SEAN McNEANEY highlights a dubious appearance of the Green Lady of Thorpe Hall and other ghosts to be encountered on the roads of Lincolnshire.
Much has been written over the years about the ghostly Green Lady who haunts Thorpe Hall, a Tudor mansion situated near Louth. The ghost is said to be the shade of a beautiful Spanish noblewoman who, after the battle of Cadiz in 1595, was taken prisoner by Sir John Bolle, the then owner of Thorpe Hall. It is said that during her captivity the lady fell in love with Sir John, and according to one dubious legend she killed herself when her love for him was unrequited.
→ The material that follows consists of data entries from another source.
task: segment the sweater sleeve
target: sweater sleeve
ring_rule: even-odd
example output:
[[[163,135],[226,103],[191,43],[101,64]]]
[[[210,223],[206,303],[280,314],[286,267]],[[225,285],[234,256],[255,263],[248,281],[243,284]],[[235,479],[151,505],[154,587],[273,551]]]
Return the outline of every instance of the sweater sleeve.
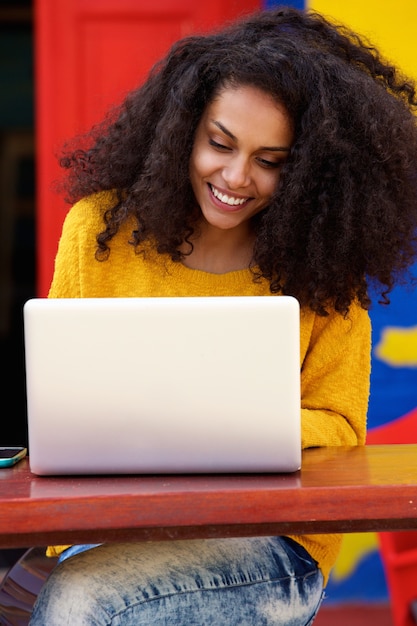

The fact she never visited Thorpe Hall (nor England) during her lifetime, has not stopped reports of her ghost dressed in green (giving rise to her being called the Green Lady) haunting the hall and its environs down through the centuries. The Reverend H J F Arnold, a former vicar of Wainfleet, had a strange encounter with the Green Lady of Thorpe Hall, because he claimed to have seen her on a road many miles from her usual haunting ground.
It happened on a rainy December evening in 1935, as Arnold was driving to Aisthorpe, near Lincoln. Suddenly in the glare of his headlamps he saw a woman step into the road in front of him:
“Alarmed lest I should run into her, I applied my brakes and stopped. I took my eyes off her for a second while getting into neutral gear and in that second she had disappeared.”
Arnold was later convinced the woman he saw – dressed in a green silk gown with a tight bodice and flowing skirt, and with bare head, arms and neck – was none other than the Green Lady of Thorpe Hall. He based this assumption on a rather tenuous connection that a mansion belonging to a relative of Sir John Bolle had once stood at nearby Scampton.
Another ghostly woman, shrouded in a cloak, has been seen running across the road in Pear Tree Lane, Utterby. Elsewhere in the village, in Ings Lane, sounds of a ghostly horse and carriage have been heard.
There are also a variety of headless ghosts haunting Lincolnshire’s highways. A headless bride walks the lanes of Scremby at midnight, and the phantom coach of Ostlers Lane, Maidenwell, has a driver who keeps his own severed head on a seat beside him.
None of the above has been seen to my knowledge within living memory and I suspect they are folklore rather than actual phenomenon. Unless of course you know different!